Thanks for the suggestion. We have added a couple of sentences in Sec. 3.1.4 to clarify the distinction between primary and secondary hair.
• In Sec. 3.2.1, they discuss about memory effects, see end of page 15, Table 1 (cross on O4) and Sec. 5.2, on a single event basis. The paper would benefit of further additions about similar considerations on a population-based analysis of memory effects and the so-called “stacking” procedure. Would similar conclusions hold on a population level?
We have added a sentence about detecting memory in individual sources and a population using the stacking method in Sec. 3.2.1. Though we think that parameter estimation analyses at the population level in future detectors would be biased by neglect of the memory, as far as we can tell, there is no study that shows this explicitly. We have added one more sentence in this regard.
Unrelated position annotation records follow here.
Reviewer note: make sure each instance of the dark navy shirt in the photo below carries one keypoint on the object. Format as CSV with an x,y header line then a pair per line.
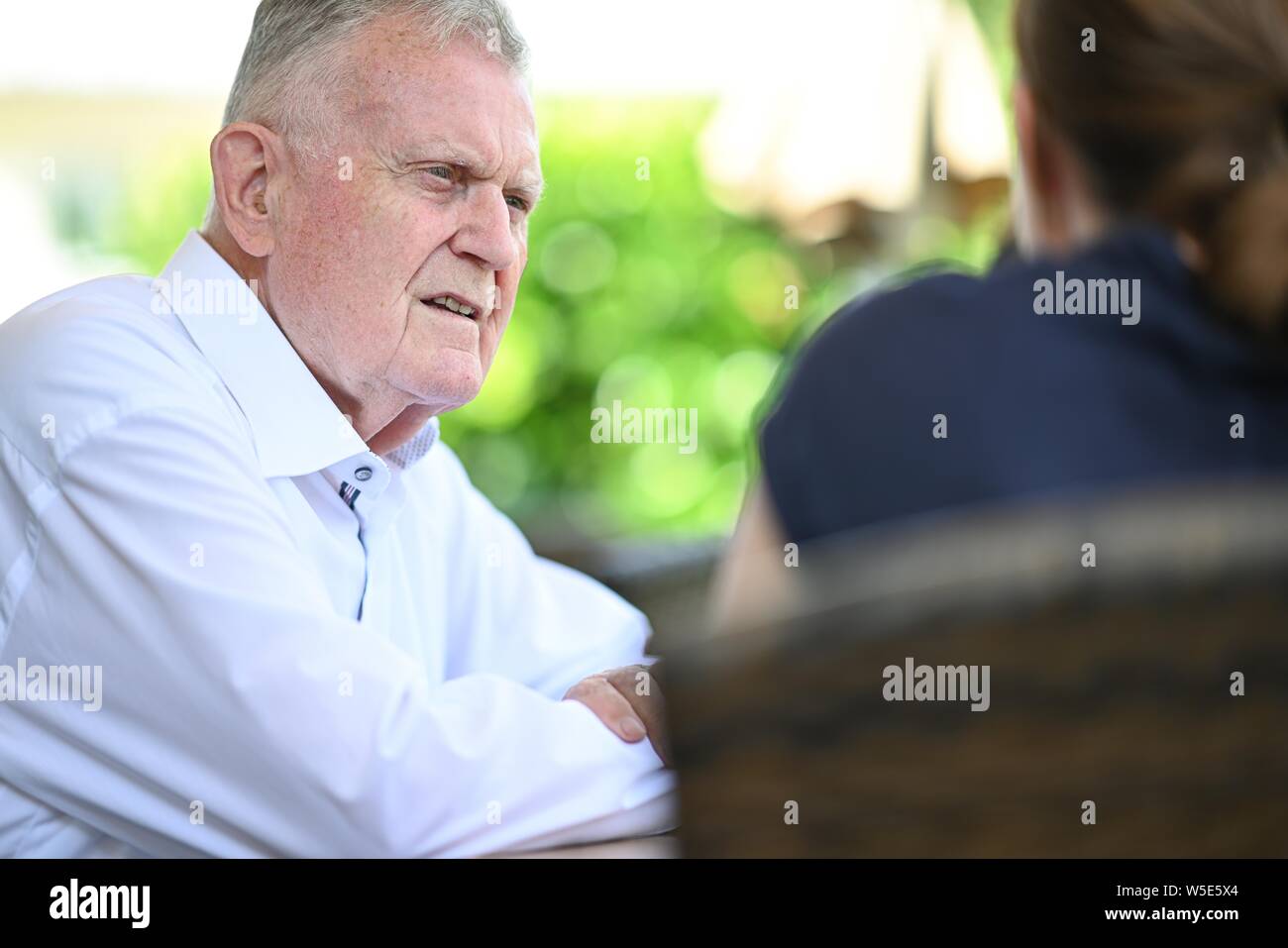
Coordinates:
x,y
1030,403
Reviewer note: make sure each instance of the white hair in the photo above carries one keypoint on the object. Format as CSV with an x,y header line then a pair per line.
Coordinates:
x,y
294,71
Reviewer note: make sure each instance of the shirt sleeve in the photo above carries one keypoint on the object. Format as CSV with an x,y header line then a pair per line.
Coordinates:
x,y
527,617
240,715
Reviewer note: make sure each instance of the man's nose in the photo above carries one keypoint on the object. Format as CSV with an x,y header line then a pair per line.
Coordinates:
x,y
485,232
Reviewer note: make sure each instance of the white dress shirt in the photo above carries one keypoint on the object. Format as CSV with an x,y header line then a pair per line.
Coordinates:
x,y
305,648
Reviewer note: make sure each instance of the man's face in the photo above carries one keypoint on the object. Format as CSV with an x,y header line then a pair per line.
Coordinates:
x,y
445,170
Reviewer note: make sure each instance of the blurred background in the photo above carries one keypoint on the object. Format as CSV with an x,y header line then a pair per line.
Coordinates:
x,y
721,176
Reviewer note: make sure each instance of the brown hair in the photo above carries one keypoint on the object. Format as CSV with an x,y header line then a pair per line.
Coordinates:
x,y
1173,91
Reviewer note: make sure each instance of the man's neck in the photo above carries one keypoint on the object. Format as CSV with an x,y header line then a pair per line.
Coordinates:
x,y
384,427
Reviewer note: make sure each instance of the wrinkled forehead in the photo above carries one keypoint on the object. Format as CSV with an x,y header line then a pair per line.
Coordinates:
x,y
410,91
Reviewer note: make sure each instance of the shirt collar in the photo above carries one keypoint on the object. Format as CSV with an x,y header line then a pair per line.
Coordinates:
x,y
296,427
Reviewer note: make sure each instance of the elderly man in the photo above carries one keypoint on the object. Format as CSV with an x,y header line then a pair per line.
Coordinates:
x,y
223,501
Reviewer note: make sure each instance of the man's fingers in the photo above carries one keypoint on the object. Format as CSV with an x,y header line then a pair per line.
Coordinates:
x,y
597,693
643,690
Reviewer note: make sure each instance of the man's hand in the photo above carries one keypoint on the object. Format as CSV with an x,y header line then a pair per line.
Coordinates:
x,y
630,702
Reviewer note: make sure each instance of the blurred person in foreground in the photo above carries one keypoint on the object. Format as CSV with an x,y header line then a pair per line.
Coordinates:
x,y
1138,338
312,635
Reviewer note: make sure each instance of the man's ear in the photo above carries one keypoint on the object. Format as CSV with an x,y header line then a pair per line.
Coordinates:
x,y
1043,166
248,162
• On lines 626-630, the authors propose that a probability distribution modelled through a multidimensional Gaussian mixture could account for uncertainty estimates due to sub-optimal fits, and could mitigate waveform systematics at high SNR. I was wondering if such approach could in principle loose any putative non-Gaussian information in the data. Moreover, the sentence on line 666 is a bit unclear, may they rewrite it?
The proposed method employs Gaussian mixtures to model the probability distribution for higher-order (unknown) PN coefficients that are calibrated to NR waveforms, rather than directly modeling the observational data itself. These coefficients primarily impact the late inspiral and merger portions of the signal, which are not known analytically and therefore require calibration to NR simulations. The earlier inspiral and ringdown stages of the signal remain unaffected by this approach. While it is possible that this method could obscure small deviations from GR occurring around the merger phase, the width of these waveform modeling uncertainties can be estimated in advance across the parameter space. As a result, significant GR deviations in the merger phase (large enough relative to the estimated modeling uncertainties) would likely still be detectable. We have added a sentence about it. We have also rewritten the sentence around line 666 (now L699-L703) to improve clarity.
• In Sec. 4.2, the authors discuss environmental effects around binary black holes, not considering clouds of ultralight bosons as environment, which are instead thoroughly discussed in Sec. 4.3.2 from line 914. I was wondering if the paper would benefit of moving that discussion to the above section, where environments are discussed. However, if the authors prefer to keep them there, I would at least suggest adding a sentence about them and a reference to the paragraph in Sec. 4.3.2 (even though I do not see why these clouds should be better described as mimickers and not as environments).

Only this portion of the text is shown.